The UK’s complicit role should be of great national embarrassment and public intolerance. Resolving and recovering from the devastating implications of Moneyland’s creation should be at the forefront of how we choose to redefine and evolve our national identity in the critical years ahead. Oliver’s riveting, and at times amusing revelations, shook even the most enlightened, informed and cynical people in the room. It really is a must read, particularly in the context of a divided Britain. 

An inevitable conclusion reached from reading Moneyland, is that simply creating ever more social enterprises will never be enough to resolve the complexity of challenges and outright corruption we face. We need to deconstruct much of the financial, legal and political systems and take the power away from the controlling elites, whom, over decades, have been discreetly building this parallel, secret state in the sky. 

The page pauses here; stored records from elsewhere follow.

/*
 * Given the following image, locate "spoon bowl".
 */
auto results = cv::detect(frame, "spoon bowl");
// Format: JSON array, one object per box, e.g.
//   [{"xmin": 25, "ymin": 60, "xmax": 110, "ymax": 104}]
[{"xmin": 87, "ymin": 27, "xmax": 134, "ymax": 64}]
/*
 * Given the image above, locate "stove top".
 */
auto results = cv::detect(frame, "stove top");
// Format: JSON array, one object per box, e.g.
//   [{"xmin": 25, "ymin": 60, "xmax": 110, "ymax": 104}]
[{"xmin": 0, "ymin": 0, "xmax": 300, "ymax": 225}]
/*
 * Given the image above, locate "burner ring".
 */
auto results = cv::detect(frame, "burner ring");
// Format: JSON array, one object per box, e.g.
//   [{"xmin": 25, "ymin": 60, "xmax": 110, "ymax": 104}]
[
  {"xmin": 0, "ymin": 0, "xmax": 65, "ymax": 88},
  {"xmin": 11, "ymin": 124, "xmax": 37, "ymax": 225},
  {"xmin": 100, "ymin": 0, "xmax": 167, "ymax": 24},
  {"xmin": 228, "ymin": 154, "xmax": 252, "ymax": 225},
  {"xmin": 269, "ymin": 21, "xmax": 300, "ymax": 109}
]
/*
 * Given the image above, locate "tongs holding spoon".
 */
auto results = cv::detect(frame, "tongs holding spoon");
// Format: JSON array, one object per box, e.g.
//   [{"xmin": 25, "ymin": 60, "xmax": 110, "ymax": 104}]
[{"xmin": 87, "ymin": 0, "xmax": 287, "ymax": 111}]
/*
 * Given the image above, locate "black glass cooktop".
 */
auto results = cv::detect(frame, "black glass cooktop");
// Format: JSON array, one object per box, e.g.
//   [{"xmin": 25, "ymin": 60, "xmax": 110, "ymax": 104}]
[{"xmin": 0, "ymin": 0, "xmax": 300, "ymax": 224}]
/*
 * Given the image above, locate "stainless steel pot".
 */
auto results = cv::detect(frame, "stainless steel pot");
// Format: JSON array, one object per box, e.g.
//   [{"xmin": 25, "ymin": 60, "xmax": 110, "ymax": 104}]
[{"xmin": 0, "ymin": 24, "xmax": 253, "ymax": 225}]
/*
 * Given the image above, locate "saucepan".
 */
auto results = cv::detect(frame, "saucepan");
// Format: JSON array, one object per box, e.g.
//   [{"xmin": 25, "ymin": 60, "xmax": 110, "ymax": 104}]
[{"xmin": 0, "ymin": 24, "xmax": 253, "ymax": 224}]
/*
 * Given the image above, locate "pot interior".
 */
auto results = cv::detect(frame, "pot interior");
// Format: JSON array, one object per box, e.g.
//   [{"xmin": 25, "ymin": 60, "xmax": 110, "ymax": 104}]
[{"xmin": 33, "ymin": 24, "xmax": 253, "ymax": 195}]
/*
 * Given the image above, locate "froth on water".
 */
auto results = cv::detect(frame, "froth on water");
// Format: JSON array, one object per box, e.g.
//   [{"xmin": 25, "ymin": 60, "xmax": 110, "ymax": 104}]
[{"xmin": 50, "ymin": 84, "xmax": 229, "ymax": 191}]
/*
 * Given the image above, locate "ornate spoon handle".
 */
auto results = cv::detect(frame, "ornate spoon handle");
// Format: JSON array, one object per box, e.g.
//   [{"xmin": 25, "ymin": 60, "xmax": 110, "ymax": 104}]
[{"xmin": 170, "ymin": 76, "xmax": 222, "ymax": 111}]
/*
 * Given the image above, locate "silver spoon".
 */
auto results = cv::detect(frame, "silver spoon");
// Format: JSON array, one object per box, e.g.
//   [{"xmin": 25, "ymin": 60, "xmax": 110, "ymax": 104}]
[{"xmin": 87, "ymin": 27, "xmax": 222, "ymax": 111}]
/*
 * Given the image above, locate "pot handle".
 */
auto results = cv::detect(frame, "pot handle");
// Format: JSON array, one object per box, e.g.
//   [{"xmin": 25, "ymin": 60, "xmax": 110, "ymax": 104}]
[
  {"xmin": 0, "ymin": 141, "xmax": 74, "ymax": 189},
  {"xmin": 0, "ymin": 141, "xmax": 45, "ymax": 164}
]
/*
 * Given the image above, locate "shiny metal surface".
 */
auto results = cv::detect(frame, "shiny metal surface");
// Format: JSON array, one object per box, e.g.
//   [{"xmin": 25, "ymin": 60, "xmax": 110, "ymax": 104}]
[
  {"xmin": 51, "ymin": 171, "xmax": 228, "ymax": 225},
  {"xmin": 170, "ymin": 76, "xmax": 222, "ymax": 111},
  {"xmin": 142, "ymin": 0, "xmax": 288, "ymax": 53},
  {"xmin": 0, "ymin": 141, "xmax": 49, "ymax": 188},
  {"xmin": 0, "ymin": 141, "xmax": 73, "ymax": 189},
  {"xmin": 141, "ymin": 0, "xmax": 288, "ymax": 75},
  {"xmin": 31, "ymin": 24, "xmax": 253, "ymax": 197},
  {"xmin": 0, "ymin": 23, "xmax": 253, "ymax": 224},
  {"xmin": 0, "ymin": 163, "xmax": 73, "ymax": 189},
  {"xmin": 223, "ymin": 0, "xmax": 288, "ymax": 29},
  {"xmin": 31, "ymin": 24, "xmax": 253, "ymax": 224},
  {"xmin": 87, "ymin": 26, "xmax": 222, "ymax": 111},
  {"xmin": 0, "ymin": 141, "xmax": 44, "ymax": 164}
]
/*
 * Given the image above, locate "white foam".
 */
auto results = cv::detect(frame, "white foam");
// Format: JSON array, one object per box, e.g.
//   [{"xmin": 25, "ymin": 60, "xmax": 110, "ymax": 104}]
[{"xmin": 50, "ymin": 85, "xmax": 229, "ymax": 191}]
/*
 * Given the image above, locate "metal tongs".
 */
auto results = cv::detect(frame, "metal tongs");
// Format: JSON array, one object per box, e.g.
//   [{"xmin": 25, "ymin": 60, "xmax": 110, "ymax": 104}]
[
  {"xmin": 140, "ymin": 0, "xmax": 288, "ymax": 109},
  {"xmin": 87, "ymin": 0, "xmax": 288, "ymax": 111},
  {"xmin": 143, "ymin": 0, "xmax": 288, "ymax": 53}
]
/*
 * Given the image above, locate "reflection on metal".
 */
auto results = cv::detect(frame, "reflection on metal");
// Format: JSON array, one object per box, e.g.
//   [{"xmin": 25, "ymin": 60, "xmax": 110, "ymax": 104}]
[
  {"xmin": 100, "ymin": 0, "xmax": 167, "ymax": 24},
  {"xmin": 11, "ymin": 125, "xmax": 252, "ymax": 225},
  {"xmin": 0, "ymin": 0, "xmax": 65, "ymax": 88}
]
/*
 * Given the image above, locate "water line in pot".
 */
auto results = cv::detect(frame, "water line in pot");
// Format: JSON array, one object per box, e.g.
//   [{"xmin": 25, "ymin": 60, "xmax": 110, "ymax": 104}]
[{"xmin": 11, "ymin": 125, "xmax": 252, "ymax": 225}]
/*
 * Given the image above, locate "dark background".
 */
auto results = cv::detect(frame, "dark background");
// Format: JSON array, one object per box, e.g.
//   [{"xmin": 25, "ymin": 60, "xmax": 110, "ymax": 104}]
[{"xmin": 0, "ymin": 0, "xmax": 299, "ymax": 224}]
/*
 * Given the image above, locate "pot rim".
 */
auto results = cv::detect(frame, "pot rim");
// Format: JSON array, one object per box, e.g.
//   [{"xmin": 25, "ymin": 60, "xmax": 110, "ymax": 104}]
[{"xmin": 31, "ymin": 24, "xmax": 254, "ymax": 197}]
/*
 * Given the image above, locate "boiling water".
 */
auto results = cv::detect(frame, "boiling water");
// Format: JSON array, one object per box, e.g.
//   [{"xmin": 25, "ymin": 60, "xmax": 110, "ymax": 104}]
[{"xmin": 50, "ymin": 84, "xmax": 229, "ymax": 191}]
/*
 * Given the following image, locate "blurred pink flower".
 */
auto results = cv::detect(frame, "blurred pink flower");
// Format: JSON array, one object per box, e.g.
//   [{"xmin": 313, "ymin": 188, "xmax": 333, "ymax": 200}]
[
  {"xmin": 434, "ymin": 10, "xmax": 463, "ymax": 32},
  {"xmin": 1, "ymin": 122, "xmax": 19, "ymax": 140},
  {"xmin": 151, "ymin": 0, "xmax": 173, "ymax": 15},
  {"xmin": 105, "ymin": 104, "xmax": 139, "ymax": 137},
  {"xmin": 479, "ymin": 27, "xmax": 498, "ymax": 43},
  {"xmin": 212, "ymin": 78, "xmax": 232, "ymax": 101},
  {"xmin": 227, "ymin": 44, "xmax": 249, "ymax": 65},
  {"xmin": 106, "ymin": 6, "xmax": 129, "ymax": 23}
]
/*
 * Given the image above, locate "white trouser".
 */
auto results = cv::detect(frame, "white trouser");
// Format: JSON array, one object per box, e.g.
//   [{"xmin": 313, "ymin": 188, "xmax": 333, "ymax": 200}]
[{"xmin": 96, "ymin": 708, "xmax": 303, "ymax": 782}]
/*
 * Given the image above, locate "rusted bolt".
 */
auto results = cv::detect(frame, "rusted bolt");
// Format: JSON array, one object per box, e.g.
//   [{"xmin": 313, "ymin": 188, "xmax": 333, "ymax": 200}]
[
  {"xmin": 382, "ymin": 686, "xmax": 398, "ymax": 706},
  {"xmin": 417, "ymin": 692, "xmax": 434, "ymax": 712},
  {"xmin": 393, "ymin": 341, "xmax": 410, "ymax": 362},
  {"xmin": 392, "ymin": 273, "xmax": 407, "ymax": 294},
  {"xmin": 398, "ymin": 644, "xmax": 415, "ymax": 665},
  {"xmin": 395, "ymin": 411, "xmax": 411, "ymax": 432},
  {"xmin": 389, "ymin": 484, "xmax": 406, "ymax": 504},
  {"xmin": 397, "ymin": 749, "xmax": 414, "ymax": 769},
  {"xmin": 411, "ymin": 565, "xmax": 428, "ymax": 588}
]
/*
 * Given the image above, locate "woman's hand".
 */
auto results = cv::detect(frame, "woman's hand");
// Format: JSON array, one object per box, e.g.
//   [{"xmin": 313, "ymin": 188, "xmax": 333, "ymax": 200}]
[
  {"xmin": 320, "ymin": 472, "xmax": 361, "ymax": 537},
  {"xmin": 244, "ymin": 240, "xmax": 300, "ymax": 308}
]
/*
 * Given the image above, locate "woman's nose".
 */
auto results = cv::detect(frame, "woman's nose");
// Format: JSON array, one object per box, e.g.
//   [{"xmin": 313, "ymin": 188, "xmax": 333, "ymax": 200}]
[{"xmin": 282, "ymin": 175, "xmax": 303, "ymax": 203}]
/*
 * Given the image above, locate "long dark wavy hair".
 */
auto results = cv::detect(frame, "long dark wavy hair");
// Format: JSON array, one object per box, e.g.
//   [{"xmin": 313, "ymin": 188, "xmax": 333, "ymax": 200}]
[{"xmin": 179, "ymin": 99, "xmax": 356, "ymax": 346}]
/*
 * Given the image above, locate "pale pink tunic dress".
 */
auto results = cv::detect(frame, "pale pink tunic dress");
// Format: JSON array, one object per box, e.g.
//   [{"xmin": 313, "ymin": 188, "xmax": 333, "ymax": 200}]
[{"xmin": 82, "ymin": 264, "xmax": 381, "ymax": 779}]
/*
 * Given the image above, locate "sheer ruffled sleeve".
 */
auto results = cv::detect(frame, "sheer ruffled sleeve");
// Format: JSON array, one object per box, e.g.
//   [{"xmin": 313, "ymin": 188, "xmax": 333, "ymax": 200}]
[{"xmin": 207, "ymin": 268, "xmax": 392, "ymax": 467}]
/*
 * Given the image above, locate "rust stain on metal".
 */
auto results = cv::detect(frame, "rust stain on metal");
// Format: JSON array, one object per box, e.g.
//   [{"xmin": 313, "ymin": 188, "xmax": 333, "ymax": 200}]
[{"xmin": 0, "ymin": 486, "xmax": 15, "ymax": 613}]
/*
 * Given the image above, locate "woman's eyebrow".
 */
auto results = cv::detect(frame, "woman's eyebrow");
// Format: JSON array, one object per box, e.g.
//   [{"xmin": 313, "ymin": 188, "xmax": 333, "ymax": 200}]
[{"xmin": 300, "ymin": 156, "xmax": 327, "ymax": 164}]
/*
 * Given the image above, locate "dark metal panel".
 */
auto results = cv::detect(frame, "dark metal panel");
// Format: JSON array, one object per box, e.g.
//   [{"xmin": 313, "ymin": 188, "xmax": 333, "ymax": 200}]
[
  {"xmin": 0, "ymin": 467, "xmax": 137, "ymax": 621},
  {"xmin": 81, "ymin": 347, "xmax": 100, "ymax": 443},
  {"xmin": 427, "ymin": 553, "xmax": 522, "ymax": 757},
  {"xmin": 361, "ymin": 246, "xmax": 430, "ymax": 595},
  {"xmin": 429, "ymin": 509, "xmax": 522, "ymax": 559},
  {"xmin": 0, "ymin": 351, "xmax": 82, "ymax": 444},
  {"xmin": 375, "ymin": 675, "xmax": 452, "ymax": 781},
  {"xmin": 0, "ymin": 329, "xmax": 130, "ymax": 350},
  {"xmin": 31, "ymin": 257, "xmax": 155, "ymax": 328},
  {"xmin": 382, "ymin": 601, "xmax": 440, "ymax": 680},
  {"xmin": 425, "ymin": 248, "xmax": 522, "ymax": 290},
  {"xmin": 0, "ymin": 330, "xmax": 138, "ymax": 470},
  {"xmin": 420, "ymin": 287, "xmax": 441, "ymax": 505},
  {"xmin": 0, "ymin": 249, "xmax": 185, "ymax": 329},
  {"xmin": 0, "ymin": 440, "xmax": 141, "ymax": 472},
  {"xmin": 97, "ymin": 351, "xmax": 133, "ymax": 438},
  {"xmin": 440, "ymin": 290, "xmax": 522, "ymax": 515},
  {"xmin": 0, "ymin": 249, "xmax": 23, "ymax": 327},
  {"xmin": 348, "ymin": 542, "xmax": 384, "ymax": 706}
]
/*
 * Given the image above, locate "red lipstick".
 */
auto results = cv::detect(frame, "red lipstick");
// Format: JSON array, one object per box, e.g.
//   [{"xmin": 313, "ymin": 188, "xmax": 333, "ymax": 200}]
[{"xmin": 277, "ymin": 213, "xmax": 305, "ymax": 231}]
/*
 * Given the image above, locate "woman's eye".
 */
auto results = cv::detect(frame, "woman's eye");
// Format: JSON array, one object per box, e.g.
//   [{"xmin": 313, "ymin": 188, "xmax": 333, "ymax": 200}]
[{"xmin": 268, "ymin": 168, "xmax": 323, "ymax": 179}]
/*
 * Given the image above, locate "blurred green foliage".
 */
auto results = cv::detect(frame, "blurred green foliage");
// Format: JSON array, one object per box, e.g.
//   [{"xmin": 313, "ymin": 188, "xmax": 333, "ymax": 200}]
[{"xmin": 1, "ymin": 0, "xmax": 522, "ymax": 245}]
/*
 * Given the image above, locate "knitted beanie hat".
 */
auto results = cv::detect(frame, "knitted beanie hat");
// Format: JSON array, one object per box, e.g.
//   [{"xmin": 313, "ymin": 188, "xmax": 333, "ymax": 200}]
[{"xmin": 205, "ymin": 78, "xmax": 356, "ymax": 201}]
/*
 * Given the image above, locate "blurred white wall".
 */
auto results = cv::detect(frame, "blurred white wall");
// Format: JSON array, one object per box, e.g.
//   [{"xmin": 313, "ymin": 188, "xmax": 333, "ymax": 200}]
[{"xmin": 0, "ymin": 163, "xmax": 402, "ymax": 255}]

I guess that we’ll no doubt be absorbed by Brexit for many years to come, but none of us should ever get bored of being reminded about the true extent of the problems we’re busy trying to fix, the power of us to collectively create the changes we need, the requisite courage and skill required to evolve and re-imagine, not just a business, or a service or industry, but the architecture of the entire global system of commerce and capital.  

If this sounds all too scary and unimaginable, or perhaps you reasonably think that it’s beyond the scope of your community owned shop or fan owned football club, well think again. The very economics that brought our high streets to death’s door, that de-industrialised our once-proud towns, that led to the onslaught of austerity, the housing crisis, or led to public services in private-equity hands…. well, the creation of Moneyland is implicated in just about every problem we face.   

To achieve the world that we want to live in, we must keep shining a light on our social enterprise successes and show that there’s another, better way, but it’s also imperative that we keep shining a sanitizing light on the unsustainable status quo.